I witnessed this when a student of mine, (an eminent doctor) had serious artery blockages for which surgery was the suggested treatment. But, using the Dean Ornish MD yoga-based heart program he demonstrably reversed his disease and lived well into his 90’s. https://www.ornish.com/undo-it/
I also recently experienced a traffic accident and in the ambulance dramatically lowered the heart rate and let go of fear by practicing the cooling breath. (Called “sitali” in yoga parlance, this is a simple lengthened pursed lips inhalation that need not be done with a curled tongue). I received much tender human kindness and gratefully emerged with a minimum of damage!
When we do yoga, we assist the heart in its job: delivering oxygenated blood to the hungry cells, and receiving carbon dioxide from the cells.
The job and the joy of the heart is giving and receiving
“The Gift is Self Knowledge”
Yoga practices help make us less dense, less defensive, more receptive, more permeable to light, and more able to receive and to give.
Yoga gestures that are physical, mental and emotional help us tap into a free- flowing energetic openness that has no trace of grasping.
(dont be like Scrooge)
The Sanskrit word for heart, hrdayam, consists of two root phonemes: “hri”: to receive and “da”: to give. These roots underlie our English word “heart” as well.
In French the word is coeur, in Italian, cuore, and in Spanish, corazon, reminding us that the heart can also be understood in Tantric practice as the axial core of our being, the subtle channel called the sushumna, which forms the vertical axle of the wheels of the chakras.
The dynamic definition of our boundaries produced by Hatha yoga asanas makes that core somatically implicit.
Experiencing the arising and subsiding breath as moving serenely along that channel, by breathing you can grace the central axle of your vehicle anytime you choose with divine love and enthusiasm!
When humans engage in the myriad gift giving-and-receiving rites the world over, we are meant to be opening our hearts to each other on the material as well as on the non-material plane.
And to make it even more interesting, (since it is always easier to love the person three counties over), we are asked to do that with members of our own family!
Active recognition of divine Consciousness in ourselves and in people surrounding us is Yoga indeed.
The heart, composed of two functional parts which need each other for completion, embodies the unity-in-duality at the core of our existence.

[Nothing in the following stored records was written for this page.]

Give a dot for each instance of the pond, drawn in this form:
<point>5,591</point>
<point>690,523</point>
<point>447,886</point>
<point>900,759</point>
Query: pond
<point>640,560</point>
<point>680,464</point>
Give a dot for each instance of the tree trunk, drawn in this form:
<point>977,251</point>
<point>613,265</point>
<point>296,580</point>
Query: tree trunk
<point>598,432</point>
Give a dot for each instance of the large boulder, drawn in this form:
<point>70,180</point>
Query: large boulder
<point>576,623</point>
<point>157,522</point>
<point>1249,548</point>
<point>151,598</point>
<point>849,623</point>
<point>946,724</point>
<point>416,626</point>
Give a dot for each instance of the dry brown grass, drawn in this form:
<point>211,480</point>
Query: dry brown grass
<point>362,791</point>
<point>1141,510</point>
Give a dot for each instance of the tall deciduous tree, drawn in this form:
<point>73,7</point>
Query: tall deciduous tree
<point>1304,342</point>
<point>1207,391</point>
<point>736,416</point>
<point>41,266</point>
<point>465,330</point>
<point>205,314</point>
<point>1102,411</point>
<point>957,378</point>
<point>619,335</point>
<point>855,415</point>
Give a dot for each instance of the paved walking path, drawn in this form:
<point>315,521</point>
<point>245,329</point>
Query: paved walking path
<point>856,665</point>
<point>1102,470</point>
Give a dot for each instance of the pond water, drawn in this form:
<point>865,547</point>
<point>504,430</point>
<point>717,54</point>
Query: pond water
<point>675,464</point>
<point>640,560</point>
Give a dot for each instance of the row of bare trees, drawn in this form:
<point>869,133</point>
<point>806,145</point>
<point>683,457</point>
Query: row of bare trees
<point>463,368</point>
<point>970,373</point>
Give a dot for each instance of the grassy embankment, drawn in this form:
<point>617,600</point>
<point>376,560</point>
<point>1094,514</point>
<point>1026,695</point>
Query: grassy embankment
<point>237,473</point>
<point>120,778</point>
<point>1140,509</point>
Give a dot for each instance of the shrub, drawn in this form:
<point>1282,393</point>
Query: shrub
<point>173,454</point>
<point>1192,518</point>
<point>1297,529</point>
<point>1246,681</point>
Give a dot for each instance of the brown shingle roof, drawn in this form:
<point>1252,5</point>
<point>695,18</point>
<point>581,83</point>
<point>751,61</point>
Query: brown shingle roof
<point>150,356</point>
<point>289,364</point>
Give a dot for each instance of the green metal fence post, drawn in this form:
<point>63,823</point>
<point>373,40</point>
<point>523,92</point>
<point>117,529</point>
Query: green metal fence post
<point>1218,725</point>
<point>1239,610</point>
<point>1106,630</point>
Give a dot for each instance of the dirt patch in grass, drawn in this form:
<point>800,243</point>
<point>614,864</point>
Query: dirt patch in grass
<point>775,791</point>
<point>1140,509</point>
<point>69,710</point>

It is is where the pairs of opposites become one, where dichotomizing thought constructs are vaporized in the crucible of the fire of love.
“When you make the two into one, and when you make the inner as the outer, and the above as the below… then you will enter the Kingdom.”
(Logion 22; Gospel of Thomas)
Anahata: the Heart Chakra
The heart is threshold between inner emptiness and outer form, your personal doorway, your exit ramp to eternity. You can enter the heart with keen awareness through the vehicle of the breath. If you listen, you may hear a continuous “Ahh” resounding within it.
The space between the breaths, that moment of transition between inhalation and exhalation, and exhalation and inhalation, is referred to in Tantric practice as the heart.
When your attention attains that pause at the top of the pendulum swing of each breath, you may enter with the key of love through that space to the embrace of eternity.
The Heart Sūtra (Prajñāpāramitāhṛdaya), a supremely revered mantra of of Mahayana Buddhism goes like this:
(Gate is pronounced GAH-tay)
Gate Gate Pāragate Pārasaṃgate Bodhi Svāhā!
Gone, Gone, Gone beyond, Gone utterly beyond. Awake!
Here’s to giving and receiving infinite Joy in 2018 !
I am sharing this with the other teachers at Weaverville Yoga, Mary.